CWTM: Leveraging Contextualized Word Embeddings from BERT for Neural Topic Modeling
Zheng Fang, Yulan He, Rob Procter
TL;DR
The paper addresses the limitation of bag-of-words representations in topic modeling by introducing the Contextlized Word Topic Model (CWTM), which leverages contextualized word embeddings from BERT to learn per-word topic vectors and a document-topic vector without BOW. It uses a Wasserstein autoencoder framework, mutual information maximization, masked language modeling, and distribution matching via Maximum Mean Discrepancy to regularize word- and document-level topic distributions, with trainable soft prompts to optimize BERT. The contributions include a novel BOW-free topic model that handles unseen words, demonstrates superior topic coherence and diversity across five datasets, and shows that learned word-topic vectors improve downstream tasks like NER. The work has practical impact for robust, context-aware topic modeling and downstream NLP applications that require word-level topic semantics, particularly in settings with OOV words or evolving vocabularies.
Abstract
Most existing topic models rely on bag-of-words (BOW) representation, which limits their ability to capture word order information and leads to challenges with out-of-vocabulary (OOV) words in new documents.

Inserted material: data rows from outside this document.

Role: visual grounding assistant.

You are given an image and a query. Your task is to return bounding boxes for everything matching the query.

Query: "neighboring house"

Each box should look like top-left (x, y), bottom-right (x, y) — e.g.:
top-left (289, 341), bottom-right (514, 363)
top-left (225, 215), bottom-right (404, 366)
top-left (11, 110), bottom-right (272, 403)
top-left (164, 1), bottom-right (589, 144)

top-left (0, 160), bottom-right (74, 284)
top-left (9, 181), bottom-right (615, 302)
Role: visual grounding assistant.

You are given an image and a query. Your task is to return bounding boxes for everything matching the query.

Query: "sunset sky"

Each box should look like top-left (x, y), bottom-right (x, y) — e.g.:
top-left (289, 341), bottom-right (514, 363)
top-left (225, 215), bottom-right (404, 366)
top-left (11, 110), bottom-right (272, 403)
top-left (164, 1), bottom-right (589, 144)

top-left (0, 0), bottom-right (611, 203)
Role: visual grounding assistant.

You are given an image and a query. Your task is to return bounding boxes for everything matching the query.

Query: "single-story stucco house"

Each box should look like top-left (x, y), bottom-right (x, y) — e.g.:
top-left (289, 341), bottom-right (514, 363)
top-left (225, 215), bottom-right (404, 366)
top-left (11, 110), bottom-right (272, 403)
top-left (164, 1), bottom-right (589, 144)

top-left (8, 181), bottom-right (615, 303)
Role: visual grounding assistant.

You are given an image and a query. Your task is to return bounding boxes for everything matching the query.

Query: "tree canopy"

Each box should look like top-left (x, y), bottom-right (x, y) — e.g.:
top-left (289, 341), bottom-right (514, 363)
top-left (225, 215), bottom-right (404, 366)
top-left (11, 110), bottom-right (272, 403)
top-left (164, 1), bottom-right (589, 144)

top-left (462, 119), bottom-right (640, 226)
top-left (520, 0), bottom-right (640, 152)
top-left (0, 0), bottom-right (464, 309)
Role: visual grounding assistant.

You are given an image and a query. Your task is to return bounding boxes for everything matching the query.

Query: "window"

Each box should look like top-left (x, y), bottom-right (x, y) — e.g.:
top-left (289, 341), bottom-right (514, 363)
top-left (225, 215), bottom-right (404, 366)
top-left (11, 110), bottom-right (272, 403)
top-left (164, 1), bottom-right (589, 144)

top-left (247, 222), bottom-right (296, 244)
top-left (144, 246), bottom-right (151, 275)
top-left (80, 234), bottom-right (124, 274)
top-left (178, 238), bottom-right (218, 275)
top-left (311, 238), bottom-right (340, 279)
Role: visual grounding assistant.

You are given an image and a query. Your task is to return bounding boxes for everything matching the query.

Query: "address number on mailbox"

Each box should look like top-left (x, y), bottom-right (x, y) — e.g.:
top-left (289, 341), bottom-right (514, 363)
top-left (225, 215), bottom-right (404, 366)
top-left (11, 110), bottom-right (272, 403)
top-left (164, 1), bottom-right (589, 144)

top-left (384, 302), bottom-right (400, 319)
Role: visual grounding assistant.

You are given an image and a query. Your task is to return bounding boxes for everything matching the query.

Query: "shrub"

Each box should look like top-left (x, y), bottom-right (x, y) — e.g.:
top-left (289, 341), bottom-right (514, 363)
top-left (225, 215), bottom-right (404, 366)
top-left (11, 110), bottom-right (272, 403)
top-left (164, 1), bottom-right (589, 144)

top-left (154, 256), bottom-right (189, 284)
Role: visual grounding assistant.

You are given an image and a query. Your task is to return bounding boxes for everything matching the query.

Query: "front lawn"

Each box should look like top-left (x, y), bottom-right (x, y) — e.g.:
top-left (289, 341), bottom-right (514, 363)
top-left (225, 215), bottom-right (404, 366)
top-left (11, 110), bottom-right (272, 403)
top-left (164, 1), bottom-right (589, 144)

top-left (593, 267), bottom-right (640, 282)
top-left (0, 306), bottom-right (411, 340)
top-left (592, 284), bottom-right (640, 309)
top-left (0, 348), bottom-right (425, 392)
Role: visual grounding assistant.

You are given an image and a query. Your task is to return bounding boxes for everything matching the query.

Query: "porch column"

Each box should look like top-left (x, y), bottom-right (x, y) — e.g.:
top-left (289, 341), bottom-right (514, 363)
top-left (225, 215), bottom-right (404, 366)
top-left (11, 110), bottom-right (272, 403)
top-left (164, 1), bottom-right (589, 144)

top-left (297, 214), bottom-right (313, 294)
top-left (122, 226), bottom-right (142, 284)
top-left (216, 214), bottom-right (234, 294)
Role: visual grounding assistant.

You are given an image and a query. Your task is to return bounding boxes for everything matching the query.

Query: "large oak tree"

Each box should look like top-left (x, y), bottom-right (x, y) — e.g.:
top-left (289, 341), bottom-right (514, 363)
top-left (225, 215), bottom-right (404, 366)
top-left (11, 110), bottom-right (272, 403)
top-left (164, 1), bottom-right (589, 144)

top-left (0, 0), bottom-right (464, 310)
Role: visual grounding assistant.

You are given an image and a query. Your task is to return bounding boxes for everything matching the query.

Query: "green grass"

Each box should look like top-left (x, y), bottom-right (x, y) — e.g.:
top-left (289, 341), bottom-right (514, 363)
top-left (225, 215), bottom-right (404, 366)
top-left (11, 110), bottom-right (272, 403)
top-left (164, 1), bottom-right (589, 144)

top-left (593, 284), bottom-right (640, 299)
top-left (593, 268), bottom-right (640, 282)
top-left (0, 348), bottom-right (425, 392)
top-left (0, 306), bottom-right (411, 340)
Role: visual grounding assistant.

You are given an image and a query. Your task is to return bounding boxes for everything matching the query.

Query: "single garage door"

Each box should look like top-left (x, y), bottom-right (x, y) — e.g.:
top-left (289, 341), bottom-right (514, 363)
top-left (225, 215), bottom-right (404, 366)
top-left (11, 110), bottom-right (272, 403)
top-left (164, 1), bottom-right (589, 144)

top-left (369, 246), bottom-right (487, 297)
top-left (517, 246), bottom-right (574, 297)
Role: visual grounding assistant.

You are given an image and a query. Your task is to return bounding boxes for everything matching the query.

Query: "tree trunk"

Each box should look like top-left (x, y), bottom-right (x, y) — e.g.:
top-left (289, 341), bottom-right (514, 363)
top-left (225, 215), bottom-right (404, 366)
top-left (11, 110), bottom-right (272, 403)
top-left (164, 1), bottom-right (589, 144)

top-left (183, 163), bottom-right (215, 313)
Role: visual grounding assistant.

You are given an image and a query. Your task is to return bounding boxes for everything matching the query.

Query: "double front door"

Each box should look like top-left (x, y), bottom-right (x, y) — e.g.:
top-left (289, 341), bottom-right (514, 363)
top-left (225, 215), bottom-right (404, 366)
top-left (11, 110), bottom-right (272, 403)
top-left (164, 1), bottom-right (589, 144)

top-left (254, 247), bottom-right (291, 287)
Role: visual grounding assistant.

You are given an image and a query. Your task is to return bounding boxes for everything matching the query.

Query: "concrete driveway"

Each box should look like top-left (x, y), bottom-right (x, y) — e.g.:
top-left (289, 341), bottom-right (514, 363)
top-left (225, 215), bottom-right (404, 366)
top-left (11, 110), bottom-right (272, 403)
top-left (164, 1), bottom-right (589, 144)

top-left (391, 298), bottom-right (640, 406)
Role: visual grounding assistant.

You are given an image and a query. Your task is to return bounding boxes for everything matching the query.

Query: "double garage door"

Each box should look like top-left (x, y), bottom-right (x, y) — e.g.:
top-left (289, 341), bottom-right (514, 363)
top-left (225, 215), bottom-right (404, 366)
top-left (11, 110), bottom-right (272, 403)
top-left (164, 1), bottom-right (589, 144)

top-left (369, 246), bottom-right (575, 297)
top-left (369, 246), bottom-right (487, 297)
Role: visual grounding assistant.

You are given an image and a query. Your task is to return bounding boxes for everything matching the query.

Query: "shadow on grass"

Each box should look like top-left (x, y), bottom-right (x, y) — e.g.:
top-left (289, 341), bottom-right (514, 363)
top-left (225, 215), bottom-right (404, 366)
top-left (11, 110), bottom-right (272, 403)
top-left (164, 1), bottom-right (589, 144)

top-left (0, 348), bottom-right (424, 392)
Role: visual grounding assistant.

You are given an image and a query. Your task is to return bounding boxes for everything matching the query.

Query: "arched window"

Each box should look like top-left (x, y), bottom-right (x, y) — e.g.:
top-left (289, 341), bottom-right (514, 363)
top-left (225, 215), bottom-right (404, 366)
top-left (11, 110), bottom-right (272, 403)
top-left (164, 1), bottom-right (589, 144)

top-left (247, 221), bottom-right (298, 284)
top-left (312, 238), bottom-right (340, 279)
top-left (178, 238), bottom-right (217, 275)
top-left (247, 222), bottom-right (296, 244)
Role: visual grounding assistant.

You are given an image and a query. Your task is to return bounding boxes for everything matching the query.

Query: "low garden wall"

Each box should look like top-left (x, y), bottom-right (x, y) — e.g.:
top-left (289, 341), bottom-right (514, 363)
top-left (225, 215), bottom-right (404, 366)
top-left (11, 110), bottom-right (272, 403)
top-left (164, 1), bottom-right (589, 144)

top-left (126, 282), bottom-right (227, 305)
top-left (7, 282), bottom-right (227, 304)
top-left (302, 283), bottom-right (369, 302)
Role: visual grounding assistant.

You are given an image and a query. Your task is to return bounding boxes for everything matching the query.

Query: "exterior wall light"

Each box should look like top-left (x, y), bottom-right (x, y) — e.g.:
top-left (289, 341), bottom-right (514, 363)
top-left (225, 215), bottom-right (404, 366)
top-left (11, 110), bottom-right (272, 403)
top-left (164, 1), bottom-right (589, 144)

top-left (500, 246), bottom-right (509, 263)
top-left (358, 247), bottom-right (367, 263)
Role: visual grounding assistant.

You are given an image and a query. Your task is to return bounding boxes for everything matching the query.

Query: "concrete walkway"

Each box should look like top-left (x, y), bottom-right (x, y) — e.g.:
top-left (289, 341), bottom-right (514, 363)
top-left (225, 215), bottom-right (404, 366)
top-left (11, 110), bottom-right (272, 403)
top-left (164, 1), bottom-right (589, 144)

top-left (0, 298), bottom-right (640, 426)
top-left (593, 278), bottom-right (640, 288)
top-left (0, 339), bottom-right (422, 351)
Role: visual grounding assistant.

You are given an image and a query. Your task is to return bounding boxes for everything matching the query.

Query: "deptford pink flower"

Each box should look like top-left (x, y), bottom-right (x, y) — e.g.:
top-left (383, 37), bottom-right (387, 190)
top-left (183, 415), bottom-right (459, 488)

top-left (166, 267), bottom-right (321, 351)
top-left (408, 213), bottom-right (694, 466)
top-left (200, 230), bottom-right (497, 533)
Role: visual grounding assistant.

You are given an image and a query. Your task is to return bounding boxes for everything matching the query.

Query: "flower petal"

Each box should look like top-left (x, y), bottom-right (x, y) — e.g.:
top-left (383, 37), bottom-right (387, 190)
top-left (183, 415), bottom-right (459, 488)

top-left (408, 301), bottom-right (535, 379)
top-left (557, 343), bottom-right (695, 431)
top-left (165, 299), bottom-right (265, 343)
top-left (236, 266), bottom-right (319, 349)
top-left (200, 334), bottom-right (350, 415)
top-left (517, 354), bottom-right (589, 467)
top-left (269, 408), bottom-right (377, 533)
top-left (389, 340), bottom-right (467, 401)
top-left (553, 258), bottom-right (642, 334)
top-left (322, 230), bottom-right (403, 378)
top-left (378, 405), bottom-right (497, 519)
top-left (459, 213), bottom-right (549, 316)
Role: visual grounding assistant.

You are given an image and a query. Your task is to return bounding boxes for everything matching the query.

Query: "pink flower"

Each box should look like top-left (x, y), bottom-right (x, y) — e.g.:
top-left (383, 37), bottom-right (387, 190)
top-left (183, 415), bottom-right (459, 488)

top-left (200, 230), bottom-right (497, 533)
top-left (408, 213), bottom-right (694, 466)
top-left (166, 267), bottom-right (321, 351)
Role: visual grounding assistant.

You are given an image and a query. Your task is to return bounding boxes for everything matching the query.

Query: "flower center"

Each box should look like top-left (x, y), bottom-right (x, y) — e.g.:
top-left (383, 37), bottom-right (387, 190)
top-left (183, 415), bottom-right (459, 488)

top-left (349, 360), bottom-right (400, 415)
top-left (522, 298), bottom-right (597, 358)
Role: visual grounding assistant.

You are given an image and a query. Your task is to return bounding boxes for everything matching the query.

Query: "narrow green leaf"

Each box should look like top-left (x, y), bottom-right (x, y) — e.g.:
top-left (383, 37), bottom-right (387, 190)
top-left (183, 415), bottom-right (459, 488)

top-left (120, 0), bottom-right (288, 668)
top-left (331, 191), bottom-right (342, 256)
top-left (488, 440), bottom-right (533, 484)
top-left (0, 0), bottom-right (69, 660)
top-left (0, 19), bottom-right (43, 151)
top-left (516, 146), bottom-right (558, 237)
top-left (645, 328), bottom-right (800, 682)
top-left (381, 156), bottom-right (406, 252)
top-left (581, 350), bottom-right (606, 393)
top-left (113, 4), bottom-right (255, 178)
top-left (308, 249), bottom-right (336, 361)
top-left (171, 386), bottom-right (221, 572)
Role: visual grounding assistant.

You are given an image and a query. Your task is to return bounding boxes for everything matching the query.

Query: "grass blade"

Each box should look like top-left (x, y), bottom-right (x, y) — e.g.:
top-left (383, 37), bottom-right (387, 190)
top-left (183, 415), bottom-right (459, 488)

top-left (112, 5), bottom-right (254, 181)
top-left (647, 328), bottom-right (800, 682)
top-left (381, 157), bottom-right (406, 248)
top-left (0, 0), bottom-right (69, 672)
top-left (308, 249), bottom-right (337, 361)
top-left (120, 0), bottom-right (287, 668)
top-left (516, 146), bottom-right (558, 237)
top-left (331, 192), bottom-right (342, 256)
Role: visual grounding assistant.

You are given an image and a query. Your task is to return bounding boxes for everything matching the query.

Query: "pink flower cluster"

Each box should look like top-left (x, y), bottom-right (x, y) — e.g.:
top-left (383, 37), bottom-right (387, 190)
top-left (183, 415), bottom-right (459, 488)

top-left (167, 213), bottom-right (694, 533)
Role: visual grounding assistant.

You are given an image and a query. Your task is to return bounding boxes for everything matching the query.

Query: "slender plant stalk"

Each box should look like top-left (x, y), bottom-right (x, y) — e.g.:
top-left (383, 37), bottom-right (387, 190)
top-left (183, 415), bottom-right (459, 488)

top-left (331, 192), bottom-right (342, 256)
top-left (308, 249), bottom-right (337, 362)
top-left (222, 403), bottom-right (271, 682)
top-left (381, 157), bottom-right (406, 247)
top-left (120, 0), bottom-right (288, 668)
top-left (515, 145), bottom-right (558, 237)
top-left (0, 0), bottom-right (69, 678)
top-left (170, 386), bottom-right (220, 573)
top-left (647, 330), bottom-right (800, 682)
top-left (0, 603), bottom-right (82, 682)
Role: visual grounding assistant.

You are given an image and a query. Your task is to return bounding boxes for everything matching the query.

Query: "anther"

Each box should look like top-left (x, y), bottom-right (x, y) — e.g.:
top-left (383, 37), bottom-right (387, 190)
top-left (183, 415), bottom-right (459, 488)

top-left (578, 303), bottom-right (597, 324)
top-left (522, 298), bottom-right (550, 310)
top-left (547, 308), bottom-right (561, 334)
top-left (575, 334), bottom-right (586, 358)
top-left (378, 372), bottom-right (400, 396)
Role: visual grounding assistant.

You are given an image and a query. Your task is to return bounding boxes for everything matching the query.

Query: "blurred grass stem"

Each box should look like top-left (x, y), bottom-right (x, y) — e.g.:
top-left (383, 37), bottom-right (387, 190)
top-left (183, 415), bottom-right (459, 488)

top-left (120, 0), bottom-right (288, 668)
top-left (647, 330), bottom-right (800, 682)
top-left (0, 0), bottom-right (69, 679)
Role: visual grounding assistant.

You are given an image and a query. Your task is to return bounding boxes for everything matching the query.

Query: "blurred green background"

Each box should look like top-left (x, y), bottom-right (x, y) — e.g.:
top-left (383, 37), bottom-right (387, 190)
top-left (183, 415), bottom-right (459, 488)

Contextualized word embeddings, however, show superiority in word sense disambiguation and effectively address the OOV issue. In this work, we introduce a novel neural topic model called the Contextlized Word Topic Model (CWTM), which integrates contextualized word embeddings from BERT. The model is capable of learning the topic vector of a document without BOW information. In addition, it can also derive the topic vectors for individual words within a document based on their contextualized word embeddings. Experiments across various datasets show that CWTM generates more coherent and meaningful topics compared to existing topic models, while also accommodating unseen words in newly encountered documents.